Maar na 10 minuten begint het weer pieieieiep pieieieiep! OK
Vroem, we zijn er bijna, dan kan je eennachtje uitbrommen en morgen zien we wel. Voorbij Blankenheim rijdt een automobilist
ons voorbij en houdt ons dan tegen. Of we onze achterlichten aub willen nakijken? Ja, danke. ..
Het achteruitrij-licht schijnt als een
koplamp en verblindt de auto's achter ons. Verder rijden kan dus niet meer in het donker ! René piekert wat en stapt uit om te kijken hoe het daar
vanachter in elkaar zit. Hij ontdekt de kabeltjes en na wat zoeken slaagt hij
erin de witte achterlichtjes te ontkoppelen. Het pieptoontje nemen we er dan
maar bij, zegt hij, maar we hinderen het verkeer nu niet meer. Maar nu branden
de gewone rode achterlichten en de stoplichten ook niet meer... Dus de kabeltjes maar weer terug verbonden, hetgeen een hele klus is want je kan er nauwelijks bij door de opbouw van de camper. Pech bij onze pech !
Hier staan we dan langs de weg op een zaterdagavond We
bellen met de "Fiat service". Een Nederlander vraagt ons helemaal uit en geeft ons vervolgens een nummer in België.Die vragen ons
opnieuw naar het hele verhaal.Ze zullen
iemand zoeken die Duits kan en beloven ons dat webinnen het uur hulp krijgen. Drie kwartier
later worden we opgebeld door de iemand uit Duitsland. In zijn beste Duits
herhaalt René wat er gebeurd is.Even na
half acht komt een technieker aangereden. Waar zitten die lampjes toch .ik kan
er niet aan! Oh nein, ein Fiat? dass ist =+@?!#....! .
Na veel zoeken en proberen
gelukkig voor hem is de handleiding van de auto in het Duits slaagt hij erin
om de witte lampjes uit de achterverlichting te halen . Hij kan zelfs het piepsignaal uitschakelen.
Hoera! We zijn gered! Mijnheer de technieker heeft al veel autos
gedepannneerd, vertelt hij, maar zoiets heeft hij nog nooit meegemaakt zelfs niet bij Fiat wagens !
We rijden opgelucht terug richting Blankenheim naar een standplaats voor campers. Ook hier staan een 4-tal campers maar er is voldoende plaats en we voegen ons netjes in de rij tussen de anderen.

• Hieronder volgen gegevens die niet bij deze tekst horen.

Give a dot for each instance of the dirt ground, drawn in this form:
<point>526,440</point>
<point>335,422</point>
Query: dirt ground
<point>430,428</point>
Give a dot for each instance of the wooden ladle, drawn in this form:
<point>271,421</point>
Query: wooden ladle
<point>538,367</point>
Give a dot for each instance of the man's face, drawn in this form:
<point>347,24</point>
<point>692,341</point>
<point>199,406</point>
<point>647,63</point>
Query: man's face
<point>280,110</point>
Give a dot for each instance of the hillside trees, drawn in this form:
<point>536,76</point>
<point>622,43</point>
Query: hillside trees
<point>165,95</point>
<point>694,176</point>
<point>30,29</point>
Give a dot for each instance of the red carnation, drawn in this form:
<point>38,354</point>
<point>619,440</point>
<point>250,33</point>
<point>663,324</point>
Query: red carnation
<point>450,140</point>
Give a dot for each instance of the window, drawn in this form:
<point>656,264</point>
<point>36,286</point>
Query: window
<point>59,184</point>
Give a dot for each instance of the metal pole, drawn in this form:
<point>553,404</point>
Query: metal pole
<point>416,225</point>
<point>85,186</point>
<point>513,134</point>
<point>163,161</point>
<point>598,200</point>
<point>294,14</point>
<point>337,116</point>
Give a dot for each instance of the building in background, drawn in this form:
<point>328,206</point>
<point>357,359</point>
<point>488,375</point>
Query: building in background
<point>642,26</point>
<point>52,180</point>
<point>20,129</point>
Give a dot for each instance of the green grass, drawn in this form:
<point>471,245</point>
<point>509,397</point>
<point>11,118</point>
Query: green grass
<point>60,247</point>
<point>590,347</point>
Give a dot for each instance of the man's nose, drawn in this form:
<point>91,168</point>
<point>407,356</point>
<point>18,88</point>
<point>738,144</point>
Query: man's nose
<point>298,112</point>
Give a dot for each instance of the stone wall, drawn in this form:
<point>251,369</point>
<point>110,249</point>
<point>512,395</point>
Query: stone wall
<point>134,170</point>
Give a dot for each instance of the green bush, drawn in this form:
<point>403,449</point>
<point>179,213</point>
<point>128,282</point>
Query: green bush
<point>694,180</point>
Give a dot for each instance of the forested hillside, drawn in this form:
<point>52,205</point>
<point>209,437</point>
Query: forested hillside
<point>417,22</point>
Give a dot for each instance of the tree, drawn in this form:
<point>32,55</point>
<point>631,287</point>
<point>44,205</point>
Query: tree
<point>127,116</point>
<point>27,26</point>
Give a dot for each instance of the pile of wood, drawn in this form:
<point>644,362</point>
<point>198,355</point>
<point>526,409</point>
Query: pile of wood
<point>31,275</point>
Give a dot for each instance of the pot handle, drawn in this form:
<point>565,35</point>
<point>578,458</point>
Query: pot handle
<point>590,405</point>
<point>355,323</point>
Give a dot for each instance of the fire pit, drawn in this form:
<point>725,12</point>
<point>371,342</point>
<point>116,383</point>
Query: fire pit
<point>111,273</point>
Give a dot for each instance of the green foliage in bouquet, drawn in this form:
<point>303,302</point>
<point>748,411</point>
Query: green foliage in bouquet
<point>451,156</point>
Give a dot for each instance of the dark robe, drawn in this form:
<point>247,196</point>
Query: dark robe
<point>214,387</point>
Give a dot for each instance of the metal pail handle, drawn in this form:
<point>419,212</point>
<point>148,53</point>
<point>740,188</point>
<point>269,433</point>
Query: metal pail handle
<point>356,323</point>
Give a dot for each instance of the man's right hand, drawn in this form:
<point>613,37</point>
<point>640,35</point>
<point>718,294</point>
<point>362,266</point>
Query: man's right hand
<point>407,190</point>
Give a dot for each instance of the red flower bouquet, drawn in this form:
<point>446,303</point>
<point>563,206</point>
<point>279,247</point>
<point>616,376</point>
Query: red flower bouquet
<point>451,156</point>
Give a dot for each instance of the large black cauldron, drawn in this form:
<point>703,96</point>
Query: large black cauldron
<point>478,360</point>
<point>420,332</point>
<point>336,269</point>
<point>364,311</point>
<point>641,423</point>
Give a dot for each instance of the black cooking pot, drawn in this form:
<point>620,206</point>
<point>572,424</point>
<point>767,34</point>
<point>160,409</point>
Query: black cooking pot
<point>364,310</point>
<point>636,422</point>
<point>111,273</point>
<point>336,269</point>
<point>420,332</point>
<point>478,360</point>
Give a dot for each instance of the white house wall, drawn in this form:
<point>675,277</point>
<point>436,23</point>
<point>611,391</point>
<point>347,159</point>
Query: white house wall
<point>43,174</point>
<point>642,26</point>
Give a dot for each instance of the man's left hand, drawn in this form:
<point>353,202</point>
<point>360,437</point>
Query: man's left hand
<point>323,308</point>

Het is te laat om nog eten te koken dus bezoeken we maar het stadje Blankenheim. Het lijkt helemaal verlaten. Het enige restaurant dat we kunnen vinden en dat nog open is, is een Thais
restaurant. Maar bij het lekkere eten en enkele verfrissende bitburgers kunnen we snel bekomen van deze dag.
Kirmutscheid staat niet op de kaart, niet in Google Maps
en nog veel minder langs de weg aangegeven. Zoekend rijden we enkele malen
heen en weer over de B 258, telkens voorbij de plaats waar we gisteravond pech
hadden.
Plots ontdekken we in de verte een kerktorentje. Een klein
zijwegje, dat nauwelijks vanop de weg te zien is,gaat over in een zandweg en loopt dood op twee gebouwen
en een kerkje. We kunnen hier inderdaad overnachten, net zoals deze mensen mee
dan dertig jaren geleden hadden gedaan. Voor
één van de gebouwen kan Vroem net horizontaal staan. En rustig is het hier
natuurlijk ook. Maar het kerkklokje klingelt ieder kwartier en René ziet het niet zitten
om daaronder te slapen.
Er staan wel wat wandelingen aangeduid in de buurt van het kerkje en we wandelen naar Pomster, een wandeling die begint aan de overkant van de b258. Als we naar het groepje huizen lopen waar de wandeling begint komen we het
bord Kirmutscheid tegen. Maar buiten een aantal dorpshuisjes is hier echter niets te zien. Geen winkels,noch restaurants en geen toeristen, zelfs geen kat op straat. De tijd lijkt hier stil te staan.
We lopen verder door de slapende bossen en velden. De
donkere regenwolken schuiven beleefd opzij om ons door te laten. We komen droog terug bij Vroem.
Na de wandeling rijden we verder langs Nürnburg naaar Mayen. Hier vinden we een plaats voor Vroem. Er zijn 6 staanplaatsen, netjes afgebakend met voorzieningen voor water, doch geen electriciteit. Het centrum ligt op 2km afstand.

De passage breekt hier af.